President Obama signs the Patient Protection and Affordable Care Act into law on March 23, 2010, as Vice President Biden, Speaker of the House Nancy Pelosi, Senate Majority Leader Harry Reid, and others look on. (credit: Pete Souza)

The Act was the first significant overhaul of the American healthcare system since the passage of Medicare and Medicaid in 1965. Obamacare implemented the following changes:

  • Placed new requirements on large employers to offer health insurance to their employees.
  • Required all Americans to purchase health insurance if coverage was not provided by their employers.
  • Enabled insurance companies to market a variety of insurance plans on government-run exchanges; the federal government would provide income-based subsidies to enable purchasers to afford the plans.
  • Prohibited companies from rejecting applicants who had preexisting medical conditions.

Efforts to reinvigorate the economy, and to provide all Americans with health insurance, were the results of significant federal legislative activity. However, with respect to foreign policy and the “War on Terror”, some observers had difficulty distinguishing President Obama’s objectives and actions from those of President Bush.

The effort to maintain homeland security and prevent future terrorist attacks was a major focus of the federal government following 9/11. President Bush referred to 9/11 to justify increased federal monitoring of foreigners and American citizens. The focus on terrorism, however, led the administration to neglect another homeland security catastrophe: Hurricane Katrina and its aftermath. Frustration with Bush’s policies and the financial crisis of 2008 contributed to the rise of Barack Obama. Obama’s first years in office were a period of increased activity to implement domestic reform.

This tutorial curated and/or authored by Matthew Pearce, Ph.D

Source: TSA agent, PD,, U.S.-Mexico border at Nogales, 2007, PD,, U.S.-Mexico border fence, PD,, President George W. Bush’s remarks to the Nation, Sep 11, 2002, 9/11 Memorial and Museum Primary Sources, Ret from, Stat about Lower Ninth Ward from The Data Center.
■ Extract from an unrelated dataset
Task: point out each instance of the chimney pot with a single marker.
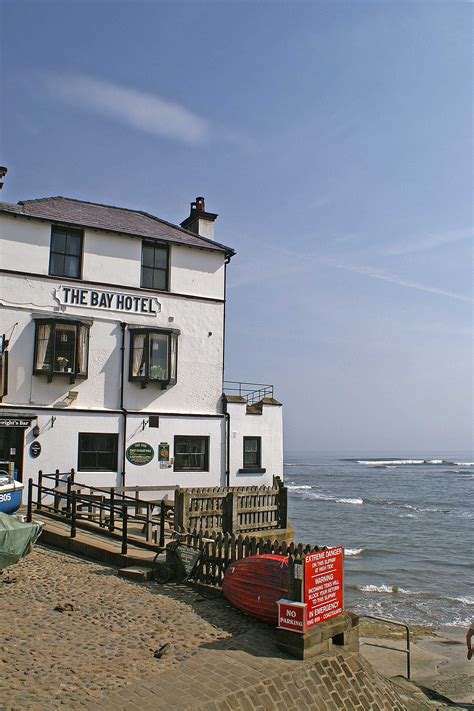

Retr from, Obama, Inaugural Address, Jan 20, 2009, The Miller Center. Ret from:, Openstax tutorials 32.1, 32.2, & 32.4 Some sections edited.

Terms to Know
Homeland Security Act

centralized control over a number of different government agencies into a single department in order to better control foreign and domestic terrorist threats.

USA Patriot Act

enabled law enforcement agencies to monitor citizens’ e-mails and phone conversations without a warrant in the attempt to prevent domestic terrorism.

People to Know
Barack Obama

first African-American president of the United States, who served in office from 2009-2017 after running on a campaign of “hope and change” that appealed to American voters looking for an alternative to ongoing conflict in the Middle East and economic recession at home.

George W. Bush

republican president and son of former president George H.W. Bush, who served as president from 2001-2009 following the contentious election of 2000; the terrorist attacks of 9/11 defined his term in office as he launched a “war on terror” that committed American troops and resources to ongoing conflicts in Afghanistan and Iraq.